L’epatite C è una delle malattie virali più gravi che possano colpire il fegato. Negli ultimi tempi, attraverso studi dedicati, gli scienziati hanno cercato di mettere il punto sulla ricerca di un principio attivo in grado di approcciarsi alle infezioni croniche per le quali i medicinali tradizionali non sortivano più effetto. Il telaprevir non solo ha confermato la sua efficacia in diversi studi, ma ha dimostrato di essere efficace anche in casi di cirrosi epatica da HCV.
L’annuncio è stato dato nel corso del recente meeting annuale dell’American Association for the Study of Liver Disease (AASLD), nel quale i responsabili degli studi attualmente in corso hanno dimostrato l’effetto positivo di questa molecola sui pazienti per i quali non vi era pià sbocco terapeutico.
Ancora una volta ad essere risultato efficace è stata la combinazione tra il telaprevir, l’interferone pegliato e la ribavirina: il mix ha portato ad una percentuale di guarigione del 47% della cirrosi da epatite c nei pazienti di genotipo 1. Parliamo di una percentuale importante anche se non paragonata al 10% di guarigioni derivanti dall’utilizzo dell’interferone e della ribavirina.

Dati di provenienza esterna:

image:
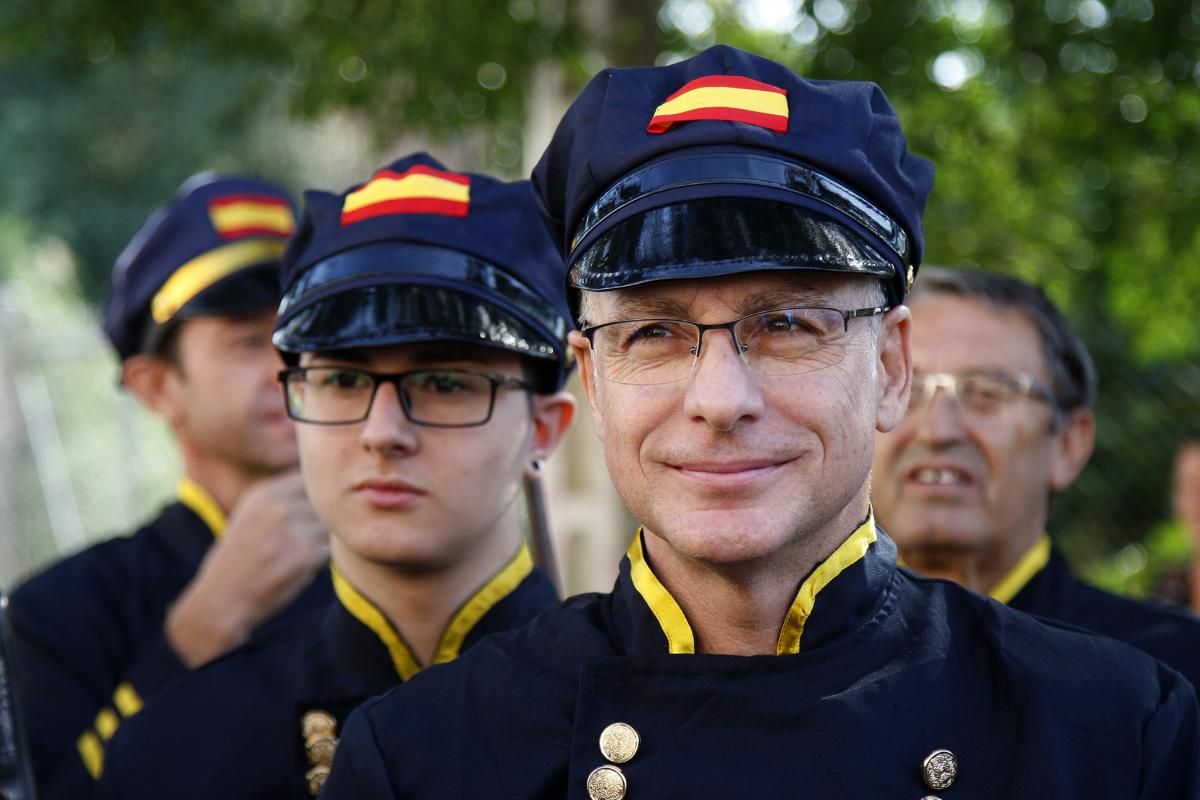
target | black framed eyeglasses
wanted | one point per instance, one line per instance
(780, 342)
(438, 398)
(978, 392)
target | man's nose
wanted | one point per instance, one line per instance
(387, 427)
(723, 389)
(941, 417)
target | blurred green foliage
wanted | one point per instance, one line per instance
(1066, 136)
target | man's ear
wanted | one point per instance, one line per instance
(893, 368)
(552, 416)
(586, 370)
(156, 384)
(1073, 444)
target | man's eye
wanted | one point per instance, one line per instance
(786, 323)
(342, 379)
(652, 334)
(442, 383)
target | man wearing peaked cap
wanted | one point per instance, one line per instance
(425, 324)
(99, 635)
(739, 241)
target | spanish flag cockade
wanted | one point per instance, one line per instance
(729, 98)
(251, 215)
(418, 190)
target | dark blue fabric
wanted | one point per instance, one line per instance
(1169, 635)
(171, 238)
(900, 667)
(845, 131)
(232, 729)
(94, 621)
(502, 229)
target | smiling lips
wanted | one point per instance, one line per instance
(941, 476)
(727, 474)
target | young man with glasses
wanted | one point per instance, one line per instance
(99, 635)
(999, 421)
(425, 328)
(742, 241)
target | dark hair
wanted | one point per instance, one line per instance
(1072, 373)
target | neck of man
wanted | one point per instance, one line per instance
(223, 480)
(979, 569)
(420, 600)
(739, 609)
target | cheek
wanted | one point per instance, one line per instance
(323, 463)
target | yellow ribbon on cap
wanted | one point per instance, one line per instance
(203, 271)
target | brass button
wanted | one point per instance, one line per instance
(317, 722)
(606, 782)
(940, 769)
(316, 779)
(618, 743)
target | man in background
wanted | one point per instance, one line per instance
(997, 423)
(425, 328)
(190, 313)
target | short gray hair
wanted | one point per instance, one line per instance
(1072, 372)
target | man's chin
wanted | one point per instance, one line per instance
(723, 539)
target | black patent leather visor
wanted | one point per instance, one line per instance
(408, 264)
(394, 313)
(723, 235)
(717, 174)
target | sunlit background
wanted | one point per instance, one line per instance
(1066, 136)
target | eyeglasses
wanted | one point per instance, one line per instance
(983, 394)
(781, 342)
(439, 398)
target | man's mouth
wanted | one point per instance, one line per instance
(941, 476)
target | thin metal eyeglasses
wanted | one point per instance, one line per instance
(981, 392)
(437, 398)
(779, 342)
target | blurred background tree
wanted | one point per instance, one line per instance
(1066, 136)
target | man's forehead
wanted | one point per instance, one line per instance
(959, 334)
(745, 293)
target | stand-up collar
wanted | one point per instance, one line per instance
(363, 633)
(837, 597)
(197, 499)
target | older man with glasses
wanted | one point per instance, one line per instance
(997, 422)
(741, 241)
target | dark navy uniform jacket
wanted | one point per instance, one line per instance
(233, 728)
(887, 668)
(1054, 591)
(88, 635)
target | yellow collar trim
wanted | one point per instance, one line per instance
(203, 505)
(675, 624)
(847, 553)
(664, 607)
(483, 601)
(1020, 575)
(207, 269)
(465, 619)
(367, 613)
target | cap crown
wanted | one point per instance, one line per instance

Dobbiamo ricordare infatti che l’HCV nella maggior parte dei casi è una malattia epatica grave, ma curabile. Il problema sorge quando, non adeguatamente trattata sul lungo termine, si scatenano delle conseguenze come la cirrosi, in grado di causare l’insufficienza epatica: una patologia che può risultare fatale per l’organismo. Come spiega il prof. Stanislas Pol, capo della sperimentazione relativa al telaprevir:
Nell’anno in corso abbiamo assistito a progressi significativi nel trattamento dell’infezione da HCV grazie alla disponibilità di antivirali ad azione diretta (DAAs), incluso telaprevir. Si tratta di novità ancor più importanti per quei pazienti che hanno vissuto gli effetti gravi della malattia, come ad esempio la cirrosi epatica. Lo studio dimostra che telaprevir ha mantenuto un’efficacia superiore al trattamento con i soli interferone pegilato e ribavirina anche in un gruppo di pazienti, cirrotici, tipicamente più difficili da trattare.